Y después que la escribo, aún asombrado no por la calidad estilística de la frase (que me resuena vagamente al comienzo de Historia de dos ciudades de Dickens), sino por el hecho de soñar una concatenación de palabras, una idea, letra por letra, me pregunto de dónde ha venido todo eso. Porque se sabe que los sueños no nacen de un repollo. El inconsciente trabaja a gusto con esa sucesión de recuerdos, o de hechos o de episodios, más distantes o más lejanos, que se alojan en la caverna de nuestro cerebro, por decirlo así.
De aquellos días espléndidos donde, paradojalmente, éramos tan desgraciados han pasado cuarenta años. Si hubiera que explicar lo espléndido y lo desgraciado, tales opuestos sucedieron en aquel estado de gracia llamado juventud. Para explicarlo aún más: no es que todos los jóvenes de aquel tiempo fueran desgraciados en sus días espléndidos. Nosotros sí lo éramos. Y esa primera persona del plural habita aún, en mi memoria, una mesa de El Cisne, que era el bar de los artistas, cuestión que presupone la primera condición del arte: ser un desgraciado. Pero no lo éramos porque soñábamos (o creíamos ser) artistas, sino por razones que algunos podrían tipificar como pedestres y/o profundas: estábamos en ese mismo momento a contramano del orden social, en un pueblo -año 82,83- donde usar un morral, calzar zapatillas, y vestir un jardinero era no sólo contracorriente sino peligroso. Por eso cuando en el 83 apareció el escritor Dipi Di Paola, que venía de Buenos Aires en su regreso casi definitivo a Tandil, muchos de nosotros nos empezamos a sentir un poco menos solos, menos desgraciados, condición ésta a la que también debe agregarse como un karma la soledad, el rechazo amoroso, en fin, todas esas cuestiones que en la adolescencia o en la juventud nos acercaban, tétricamente, al Murallón del Dique.
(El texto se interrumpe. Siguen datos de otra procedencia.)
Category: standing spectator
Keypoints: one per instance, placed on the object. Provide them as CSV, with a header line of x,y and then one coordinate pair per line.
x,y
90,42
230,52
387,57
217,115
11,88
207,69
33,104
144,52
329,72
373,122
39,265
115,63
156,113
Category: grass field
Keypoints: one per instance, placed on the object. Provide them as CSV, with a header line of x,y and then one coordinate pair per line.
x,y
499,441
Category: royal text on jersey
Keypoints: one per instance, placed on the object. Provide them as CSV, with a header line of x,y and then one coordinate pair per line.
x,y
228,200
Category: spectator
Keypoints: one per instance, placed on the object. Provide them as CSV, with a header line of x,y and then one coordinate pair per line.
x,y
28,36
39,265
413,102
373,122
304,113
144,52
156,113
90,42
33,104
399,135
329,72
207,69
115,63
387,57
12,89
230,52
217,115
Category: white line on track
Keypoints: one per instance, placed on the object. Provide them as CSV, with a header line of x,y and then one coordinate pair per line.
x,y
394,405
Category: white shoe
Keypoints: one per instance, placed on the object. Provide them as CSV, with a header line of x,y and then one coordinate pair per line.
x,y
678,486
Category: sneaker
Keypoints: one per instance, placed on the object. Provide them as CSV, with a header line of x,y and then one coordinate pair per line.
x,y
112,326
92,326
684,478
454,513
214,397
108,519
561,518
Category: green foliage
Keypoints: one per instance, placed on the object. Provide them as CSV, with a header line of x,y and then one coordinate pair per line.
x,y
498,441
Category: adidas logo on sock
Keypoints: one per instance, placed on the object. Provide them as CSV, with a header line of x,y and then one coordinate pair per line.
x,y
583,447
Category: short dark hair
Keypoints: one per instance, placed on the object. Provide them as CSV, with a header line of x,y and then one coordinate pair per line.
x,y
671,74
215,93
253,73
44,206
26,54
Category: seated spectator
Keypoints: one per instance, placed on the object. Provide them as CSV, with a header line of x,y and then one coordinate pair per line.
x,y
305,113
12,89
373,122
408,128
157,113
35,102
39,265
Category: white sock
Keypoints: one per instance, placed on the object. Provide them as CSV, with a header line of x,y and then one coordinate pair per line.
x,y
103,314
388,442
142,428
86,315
Sin embargo, no he explicado lo que detonó, supongo, el sueño. La frase de una novela onírica. Y creo haberla encontrado rastreando un primer posteo que hice hace un par de días. Publiqué en Facebook una historia con una foto de Camilo Borga, poeta, personaje surreal, que un día aterrizó por Tandil, en el centro, de pantuflas, piyama y poncho, y entró al Ideal y le pidió al Negrito Rivarola un "café cósmico". Ante el desconcierto de tamaña figura, se lo creyó un sobreviviente de la tragedia de los Andes (el imaginario colectivo no se andaba con chiquitas). En esa foto Camilo estaba entrando al escenario para recitar el poema "Muchacha" en el Auditorium. Aparecían, de espaldas, con la viola José Islas, con el bajo Esteban Berrozpe.
El segundo disparador del sueño fue que hace unos días murió José Ramírez. ¿Quién era? Era el encargado de El Cisne, la mano derecha de Honorio Vergel, en aquellas noches de tan intensa y desgraciada felicidad. José nos conocía a todos, sabía lo que cada uno iba a tomar y estaba lejísimo de las veleidades artísticas de esa mesa donde la bohemia roquera que leía a Cortázar y a Kafka trataba de sobrevivir con la misma dignidad con que las únicas dos travestis del pueblo, la difunta Marcela y su amiga, habían soportado las pedradas y las escupidas de una manada de asnos machistas y horribles que una noche las emboscaron, precisamente, en la puerta de El Cisne. Sé que para las generaciones jóvenes, millennials y centennials (y ni hablar para la Generación de Cristal, hoy de 17-20 años), todo esto que cuento parece de ciencia ficción, hechos inverosímiles de una civilización perdida.
Creanmé que es cierto. Eran días espléndidos y éramos tan desgraciados.